Identification of Neologisms in Japanese by Corpus Analysis
This paper describes recent work to extend some techniques reported earlier to
identify and extract neologisms from Japanese texts. [2,3,7] The purpose of the
work is to extend the recorded lexicon of Japanese, both in free and commercial
dictionaries.
Despite having a rich lexicon, the Japanese language has a noted tendency
to adopt and create new words[4,6]. While the reasons for adopting new words are
varied, there are number of processes associated with the Japanese language
which tend to encourage neologism creation:
- the readiness to accept loanwords. Unlike some countries, which attempt
to restrict loanword usage, Japan has placed no formal restriction on their use.

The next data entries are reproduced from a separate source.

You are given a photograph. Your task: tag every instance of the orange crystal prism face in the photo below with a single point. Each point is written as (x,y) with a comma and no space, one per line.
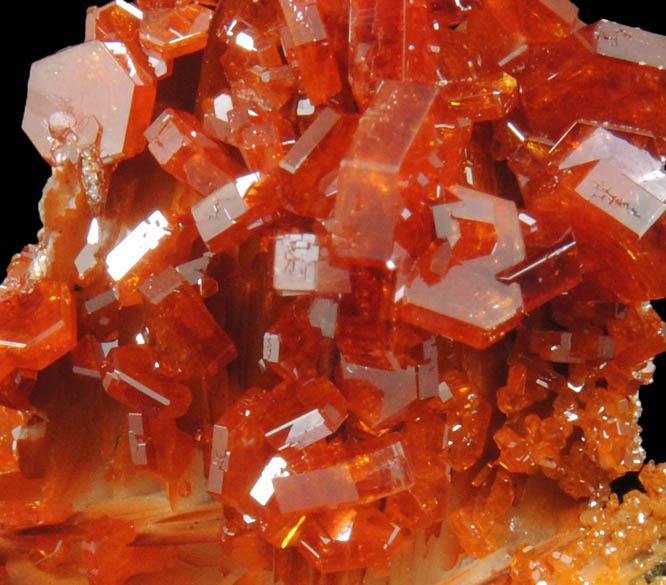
(82,83)
(340,293)
(38,326)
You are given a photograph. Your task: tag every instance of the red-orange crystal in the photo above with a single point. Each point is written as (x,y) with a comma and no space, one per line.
(338,293)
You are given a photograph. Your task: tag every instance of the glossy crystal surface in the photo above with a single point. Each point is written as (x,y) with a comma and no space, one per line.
(338,293)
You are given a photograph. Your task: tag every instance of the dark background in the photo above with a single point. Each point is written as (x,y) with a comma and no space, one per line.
(47,26)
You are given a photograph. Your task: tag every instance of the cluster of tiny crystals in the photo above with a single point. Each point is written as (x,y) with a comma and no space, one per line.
(338,292)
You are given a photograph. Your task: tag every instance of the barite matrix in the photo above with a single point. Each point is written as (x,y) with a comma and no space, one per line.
(338,293)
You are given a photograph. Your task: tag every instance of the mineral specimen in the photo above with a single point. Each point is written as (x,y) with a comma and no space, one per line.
(338,293)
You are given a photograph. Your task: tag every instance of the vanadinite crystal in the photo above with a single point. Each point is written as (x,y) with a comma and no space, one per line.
(338,293)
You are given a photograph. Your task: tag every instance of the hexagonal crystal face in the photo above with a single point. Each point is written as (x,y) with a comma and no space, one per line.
(86,82)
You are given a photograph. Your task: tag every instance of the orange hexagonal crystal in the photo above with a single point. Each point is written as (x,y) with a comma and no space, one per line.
(338,293)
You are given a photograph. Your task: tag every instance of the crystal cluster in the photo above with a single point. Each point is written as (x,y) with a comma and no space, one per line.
(337,293)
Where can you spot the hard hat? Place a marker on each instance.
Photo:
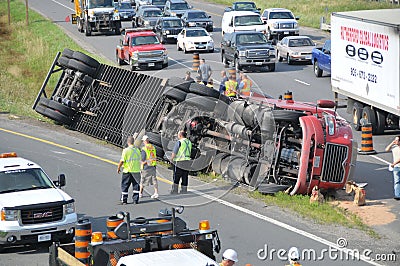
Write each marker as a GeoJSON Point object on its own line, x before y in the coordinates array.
{"type": "Point", "coordinates": [294, 254]}
{"type": "Point", "coordinates": [230, 254]}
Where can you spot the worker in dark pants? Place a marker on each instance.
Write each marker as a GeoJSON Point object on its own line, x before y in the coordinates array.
{"type": "Point", "coordinates": [180, 158]}
{"type": "Point", "coordinates": [130, 160]}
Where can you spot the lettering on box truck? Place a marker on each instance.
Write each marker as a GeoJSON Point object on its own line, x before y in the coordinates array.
{"type": "Point", "coordinates": [365, 60]}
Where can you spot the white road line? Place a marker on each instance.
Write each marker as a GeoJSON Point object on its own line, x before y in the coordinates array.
{"type": "Point", "coordinates": [302, 82]}
{"type": "Point", "coordinates": [349, 252]}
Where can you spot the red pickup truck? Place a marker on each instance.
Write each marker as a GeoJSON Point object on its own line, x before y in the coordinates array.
{"type": "Point", "coordinates": [141, 48]}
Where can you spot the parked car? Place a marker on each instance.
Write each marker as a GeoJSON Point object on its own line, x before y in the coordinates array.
{"type": "Point", "coordinates": [147, 17]}
{"type": "Point", "coordinates": [295, 48]}
{"type": "Point", "coordinates": [125, 10]}
{"type": "Point", "coordinates": [194, 39]}
{"type": "Point", "coordinates": [176, 8]}
{"type": "Point", "coordinates": [158, 3]}
{"type": "Point", "coordinates": [243, 6]}
{"type": "Point", "coordinates": [197, 18]}
{"type": "Point", "coordinates": [168, 28]}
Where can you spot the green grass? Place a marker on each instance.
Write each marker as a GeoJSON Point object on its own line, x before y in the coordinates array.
{"type": "Point", "coordinates": [310, 12]}
{"type": "Point", "coordinates": [27, 52]}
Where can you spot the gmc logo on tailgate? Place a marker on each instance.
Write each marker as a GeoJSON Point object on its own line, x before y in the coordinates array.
{"type": "Point", "coordinates": [363, 54]}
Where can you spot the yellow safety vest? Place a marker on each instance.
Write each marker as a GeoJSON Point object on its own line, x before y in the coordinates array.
{"type": "Point", "coordinates": [184, 151]}
{"type": "Point", "coordinates": [230, 88]}
{"type": "Point", "coordinates": [245, 91]}
{"type": "Point", "coordinates": [131, 158]}
{"type": "Point", "coordinates": [151, 158]}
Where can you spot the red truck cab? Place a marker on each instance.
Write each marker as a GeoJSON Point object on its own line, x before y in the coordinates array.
{"type": "Point", "coordinates": [141, 48]}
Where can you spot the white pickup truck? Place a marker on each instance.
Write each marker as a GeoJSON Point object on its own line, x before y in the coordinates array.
{"type": "Point", "coordinates": [33, 208]}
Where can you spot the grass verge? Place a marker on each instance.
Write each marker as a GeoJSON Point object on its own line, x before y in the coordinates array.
{"type": "Point", "coordinates": [26, 52]}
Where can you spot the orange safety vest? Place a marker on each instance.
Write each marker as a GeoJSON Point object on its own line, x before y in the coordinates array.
{"type": "Point", "coordinates": [230, 88]}
{"type": "Point", "coordinates": [245, 91]}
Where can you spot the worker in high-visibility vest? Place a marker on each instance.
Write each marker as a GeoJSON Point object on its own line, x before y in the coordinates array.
{"type": "Point", "coordinates": [180, 158]}
{"type": "Point", "coordinates": [231, 87]}
{"type": "Point", "coordinates": [245, 86]}
{"type": "Point", "coordinates": [149, 162]}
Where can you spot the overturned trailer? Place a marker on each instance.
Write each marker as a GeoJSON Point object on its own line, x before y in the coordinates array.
{"type": "Point", "coordinates": [269, 144]}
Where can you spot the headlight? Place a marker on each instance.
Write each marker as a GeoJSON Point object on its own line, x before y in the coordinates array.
{"type": "Point", "coordinates": [69, 208]}
{"type": "Point", "coordinates": [9, 215]}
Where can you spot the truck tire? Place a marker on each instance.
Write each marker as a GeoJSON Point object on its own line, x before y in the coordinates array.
{"type": "Point", "coordinates": [357, 115]}
{"type": "Point", "coordinates": [271, 67]}
{"type": "Point", "coordinates": [179, 83]}
{"type": "Point", "coordinates": [81, 67]}
{"type": "Point", "coordinates": [380, 121]}
{"type": "Point", "coordinates": [53, 114]}
{"type": "Point", "coordinates": [369, 115]}
{"type": "Point", "coordinates": [87, 60]}
{"type": "Point", "coordinates": [317, 70]}
{"type": "Point", "coordinates": [203, 90]}
{"type": "Point", "coordinates": [57, 106]}
{"type": "Point", "coordinates": [175, 94]}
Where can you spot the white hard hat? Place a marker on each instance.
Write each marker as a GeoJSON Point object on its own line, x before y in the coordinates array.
{"type": "Point", "coordinates": [230, 254]}
{"type": "Point", "coordinates": [294, 254]}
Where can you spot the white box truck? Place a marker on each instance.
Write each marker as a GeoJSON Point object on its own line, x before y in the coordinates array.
{"type": "Point", "coordinates": [365, 66]}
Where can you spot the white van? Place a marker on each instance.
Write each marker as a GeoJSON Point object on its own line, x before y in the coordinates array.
{"type": "Point", "coordinates": [242, 21]}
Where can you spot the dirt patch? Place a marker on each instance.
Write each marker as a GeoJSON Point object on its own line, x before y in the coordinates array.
{"type": "Point", "coordinates": [374, 212]}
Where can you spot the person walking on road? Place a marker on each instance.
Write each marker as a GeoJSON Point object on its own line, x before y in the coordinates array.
{"type": "Point", "coordinates": [130, 161]}
{"type": "Point", "coordinates": [204, 71]}
{"type": "Point", "coordinates": [394, 146]}
{"type": "Point", "coordinates": [149, 172]}
{"type": "Point", "coordinates": [229, 258]}
{"type": "Point", "coordinates": [223, 80]}
{"type": "Point", "coordinates": [180, 158]}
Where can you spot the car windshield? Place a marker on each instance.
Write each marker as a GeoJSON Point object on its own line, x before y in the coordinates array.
{"type": "Point", "coordinates": [192, 15]}
{"type": "Point", "coordinates": [158, 2]}
{"type": "Point", "coordinates": [300, 42]}
{"type": "Point", "coordinates": [251, 38]}
{"type": "Point", "coordinates": [152, 13]}
{"type": "Point", "coordinates": [281, 15]}
{"type": "Point", "coordinates": [248, 20]}
{"type": "Point", "coordinates": [100, 3]}
{"type": "Point", "coordinates": [179, 6]}
{"type": "Point", "coordinates": [143, 40]}
{"type": "Point", "coordinates": [172, 23]}
{"type": "Point", "coordinates": [196, 33]}
{"type": "Point", "coordinates": [23, 179]}
{"type": "Point", "coordinates": [244, 6]}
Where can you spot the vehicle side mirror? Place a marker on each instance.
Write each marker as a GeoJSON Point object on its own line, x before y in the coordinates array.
{"type": "Point", "coordinates": [61, 181]}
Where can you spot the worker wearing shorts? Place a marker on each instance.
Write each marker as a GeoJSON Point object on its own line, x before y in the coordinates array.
{"type": "Point", "coordinates": [149, 162]}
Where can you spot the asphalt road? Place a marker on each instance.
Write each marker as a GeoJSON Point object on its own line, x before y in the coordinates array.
{"type": "Point", "coordinates": [94, 183]}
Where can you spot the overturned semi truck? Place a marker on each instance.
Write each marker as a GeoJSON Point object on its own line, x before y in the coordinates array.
{"type": "Point", "coordinates": [269, 144]}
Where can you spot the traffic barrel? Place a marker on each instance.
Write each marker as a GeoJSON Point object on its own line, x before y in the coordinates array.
{"type": "Point", "coordinates": [196, 61]}
{"type": "Point", "coordinates": [366, 140]}
{"type": "Point", "coordinates": [288, 96]}
{"type": "Point", "coordinates": [83, 234]}
{"type": "Point", "coordinates": [112, 222]}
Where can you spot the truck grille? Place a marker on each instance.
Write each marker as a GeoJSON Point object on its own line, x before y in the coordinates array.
{"type": "Point", "coordinates": [151, 54]}
{"type": "Point", "coordinates": [335, 157]}
{"type": "Point", "coordinates": [286, 25]}
{"type": "Point", "coordinates": [45, 214]}
{"type": "Point", "coordinates": [257, 53]}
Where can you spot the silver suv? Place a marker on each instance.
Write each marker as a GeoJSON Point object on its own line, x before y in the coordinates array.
{"type": "Point", "coordinates": [280, 23]}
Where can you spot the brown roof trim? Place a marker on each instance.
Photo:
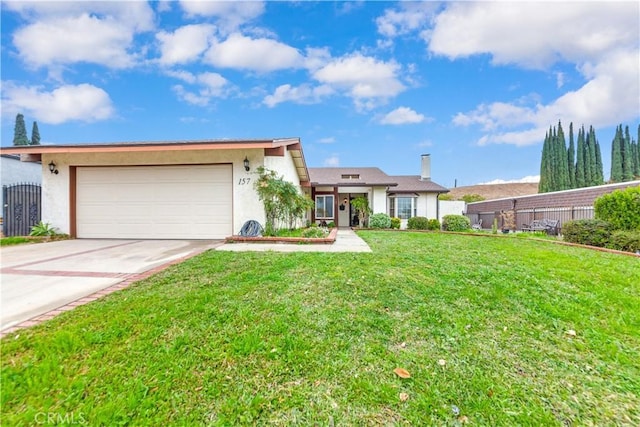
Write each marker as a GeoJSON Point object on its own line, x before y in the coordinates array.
{"type": "Point", "coordinates": [149, 146]}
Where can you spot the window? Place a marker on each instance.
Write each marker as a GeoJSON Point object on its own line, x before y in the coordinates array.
{"type": "Point", "coordinates": [324, 207]}
{"type": "Point", "coordinates": [405, 207]}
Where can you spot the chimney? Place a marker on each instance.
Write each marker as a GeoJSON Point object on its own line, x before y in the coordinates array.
{"type": "Point", "coordinates": [425, 175]}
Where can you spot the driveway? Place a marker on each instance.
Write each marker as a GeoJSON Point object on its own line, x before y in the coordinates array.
{"type": "Point", "coordinates": [41, 280]}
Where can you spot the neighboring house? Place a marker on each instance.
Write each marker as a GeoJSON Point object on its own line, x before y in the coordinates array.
{"type": "Point", "coordinates": [332, 189]}
{"type": "Point", "coordinates": [14, 171]}
{"type": "Point", "coordinates": [160, 190]}
{"type": "Point", "coordinates": [202, 189]}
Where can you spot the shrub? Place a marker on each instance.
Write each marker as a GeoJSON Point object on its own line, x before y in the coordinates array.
{"type": "Point", "coordinates": [623, 240]}
{"type": "Point", "coordinates": [620, 208]}
{"type": "Point", "coordinates": [380, 220]}
{"type": "Point", "coordinates": [314, 232]}
{"type": "Point", "coordinates": [593, 232]}
{"type": "Point", "coordinates": [456, 223]}
{"type": "Point", "coordinates": [418, 223]}
{"type": "Point", "coordinates": [43, 229]}
{"type": "Point", "coordinates": [395, 223]}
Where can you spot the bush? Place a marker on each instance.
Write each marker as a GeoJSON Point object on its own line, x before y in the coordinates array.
{"type": "Point", "coordinates": [456, 223]}
{"type": "Point", "coordinates": [314, 232]}
{"type": "Point", "coordinates": [380, 220]}
{"type": "Point", "coordinates": [622, 240]}
{"type": "Point", "coordinates": [593, 232]}
{"type": "Point", "coordinates": [418, 223]}
{"type": "Point", "coordinates": [620, 208]}
{"type": "Point", "coordinates": [395, 223]}
{"type": "Point", "coordinates": [43, 229]}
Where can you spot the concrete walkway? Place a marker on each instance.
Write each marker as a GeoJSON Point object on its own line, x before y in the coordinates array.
{"type": "Point", "coordinates": [40, 281]}
{"type": "Point", "coordinates": [346, 241]}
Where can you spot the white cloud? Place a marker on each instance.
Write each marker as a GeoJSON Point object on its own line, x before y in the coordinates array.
{"type": "Point", "coordinates": [367, 80]}
{"type": "Point", "coordinates": [402, 116]}
{"type": "Point", "coordinates": [408, 17]}
{"type": "Point", "coordinates": [602, 41]}
{"type": "Point", "coordinates": [262, 55]}
{"type": "Point", "coordinates": [211, 85]}
{"type": "Point", "coordinates": [303, 94]}
{"type": "Point", "coordinates": [332, 161]}
{"type": "Point", "coordinates": [230, 14]}
{"type": "Point", "coordinates": [527, 179]}
{"type": "Point", "coordinates": [527, 34]}
{"type": "Point", "coordinates": [327, 140]}
{"type": "Point", "coordinates": [185, 44]}
{"type": "Point", "coordinates": [82, 102]}
{"type": "Point", "coordinates": [68, 32]}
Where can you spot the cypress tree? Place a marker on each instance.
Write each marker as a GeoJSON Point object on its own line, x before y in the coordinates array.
{"type": "Point", "coordinates": [580, 169]}
{"type": "Point", "coordinates": [20, 132]}
{"type": "Point", "coordinates": [35, 134]}
{"type": "Point", "coordinates": [627, 160]}
{"type": "Point", "coordinates": [543, 185]}
{"type": "Point", "coordinates": [571, 165]}
{"type": "Point", "coordinates": [553, 160]}
{"type": "Point", "coordinates": [616, 156]}
{"type": "Point", "coordinates": [589, 160]}
{"type": "Point", "coordinates": [562, 165]}
{"type": "Point", "coordinates": [599, 167]}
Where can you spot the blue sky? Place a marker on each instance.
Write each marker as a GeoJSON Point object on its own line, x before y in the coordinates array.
{"type": "Point", "coordinates": [475, 84]}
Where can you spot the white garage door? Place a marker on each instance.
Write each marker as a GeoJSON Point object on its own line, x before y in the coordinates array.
{"type": "Point", "coordinates": [154, 202]}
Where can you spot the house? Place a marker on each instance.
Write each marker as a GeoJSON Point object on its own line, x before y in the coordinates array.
{"type": "Point", "coordinates": [201, 189]}
{"type": "Point", "coordinates": [404, 197]}
{"type": "Point", "coordinates": [13, 172]}
{"type": "Point", "coordinates": [160, 190]}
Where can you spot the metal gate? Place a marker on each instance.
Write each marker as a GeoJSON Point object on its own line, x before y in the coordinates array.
{"type": "Point", "coordinates": [22, 208]}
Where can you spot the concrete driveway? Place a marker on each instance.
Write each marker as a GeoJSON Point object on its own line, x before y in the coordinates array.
{"type": "Point", "coordinates": [38, 281]}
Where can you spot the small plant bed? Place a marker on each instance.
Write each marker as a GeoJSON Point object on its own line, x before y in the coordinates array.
{"type": "Point", "coordinates": [301, 235]}
{"type": "Point", "coordinates": [435, 329]}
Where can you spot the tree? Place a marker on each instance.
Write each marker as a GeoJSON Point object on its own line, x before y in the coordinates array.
{"type": "Point", "coordinates": [562, 167]}
{"type": "Point", "coordinates": [616, 156]}
{"type": "Point", "coordinates": [595, 158]}
{"type": "Point", "coordinates": [545, 167]}
{"type": "Point", "coordinates": [35, 134]}
{"type": "Point", "coordinates": [627, 156]}
{"type": "Point", "coordinates": [581, 179]}
{"type": "Point", "coordinates": [20, 132]}
{"type": "Point", "coordinates": [571, 161]}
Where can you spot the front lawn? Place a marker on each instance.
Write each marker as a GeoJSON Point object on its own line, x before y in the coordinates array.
{"type": "Point", "coordinates": [492, 331]}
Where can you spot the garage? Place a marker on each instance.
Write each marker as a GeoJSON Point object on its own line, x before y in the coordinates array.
{"type": "Point", "coordinates": [154, 202]}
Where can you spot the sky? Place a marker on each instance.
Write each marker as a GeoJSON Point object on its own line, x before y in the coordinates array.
{"type": "Point", "coordinates": [474, 84]}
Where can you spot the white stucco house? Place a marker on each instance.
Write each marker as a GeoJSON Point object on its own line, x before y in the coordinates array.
{"type": "Point", "coordinates": [160, 190]}
{"type": "Point", "coordinates": [403, 196]}
{"type": "Point", "coordinates": [202, 189]}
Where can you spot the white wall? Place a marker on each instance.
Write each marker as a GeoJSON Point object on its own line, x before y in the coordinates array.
{"type": "Point", "coordinates": [451, 207]}
{"type": "Point", "coordinates": [14, 171]}
{"type": "Point", "coordinates": [56, 207]}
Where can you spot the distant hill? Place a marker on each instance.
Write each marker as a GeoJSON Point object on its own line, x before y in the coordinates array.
{"type": "Point", "coordinates": [495, 191]}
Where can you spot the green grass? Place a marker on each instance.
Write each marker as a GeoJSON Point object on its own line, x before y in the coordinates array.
{"type": "Point", "coordinates": [313, 339]}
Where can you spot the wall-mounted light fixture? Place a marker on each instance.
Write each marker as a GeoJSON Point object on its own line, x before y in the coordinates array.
{"type": "Point", "coordinates": [52, 168]}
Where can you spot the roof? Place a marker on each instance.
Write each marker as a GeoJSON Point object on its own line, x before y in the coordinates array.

Estimates of the number of loanwords used in Japanese range as high as 80,000. Most of
these words have been borrowed directly from English, however a significant
number, known as
wasei eigo
(Japanese-made English) have been assembled from English words or word
fragments.
- the accepted morphological process of creating words by combining two or
more
kanji
(Chinese characters) chosen for their semantic properties. This
process was used extensively in the mid-19th century when Japan re-engaged
with the rest of the world and needed an expanded lexicon to handle the
technological, cultural, etc. information flowing into the country. This process
has continued. A broadly similar process is used to create compound verbs.
- the tendency to create abbreviations, particularly from compound nouns and
long loanwords. For example, the formal term for "student discount" in Japanese is
gakusei waribi
(学生割引), however the common term is
gakuwari
(学割) formed from the first
kanji
in each of the two constituent nouns. A similar
process is applied to loanwords, resulting in words such as
sekuhara
(セクハラ) for "sexual harassment" (a contraction of
sekushuaru harasumento).
Many neologisms find their way eventually into published dictionaries, and
there are several special neologism dictionaries
(shingo jiten, gendaiyôgo jiten),
however many abbreviations, compound verbs and loanwords
are less well lexicalized as native
speakers can usually recognize them as such and recognize the pronunciation
and meaning.
Traditional techniques for identifying neologisms involve extracting lexemes
and comparing them with a lexical database. This process can have problems in Japanese
as the orthography does not use any separators between words. Segmentation
software for Japanese typically use extensive lexicons to enable word segments to
be identified, and usually output unassociated strings of characters when words are
encountered which are not in their lexicons. Some work has been carried out on
reconstructing these "unknown words", but usually in the context of part-of-speech
tagging and dependency analysis.[1,9,11]
In the work described in the this paper several broad techniques are used:
- drawing on the fact that loanwords in Japanese are are written in the
katakana
syllabary, thus enabling relatively straightforward extraction and comparison. Some processing
is needed to separate out other classes of words, such as the scientific names of
flora and fauna, which are also traditionally written using
katakana.
[5]
- mimicking the morphological process for forming abbreviations to construct
potential abbreviations from known compound nouns. The candidate is then
checked in a WWW-based corpus[8] or via
a WWW search engine to determine whether the potential abbreviation
is used enough to warrant closer inspection.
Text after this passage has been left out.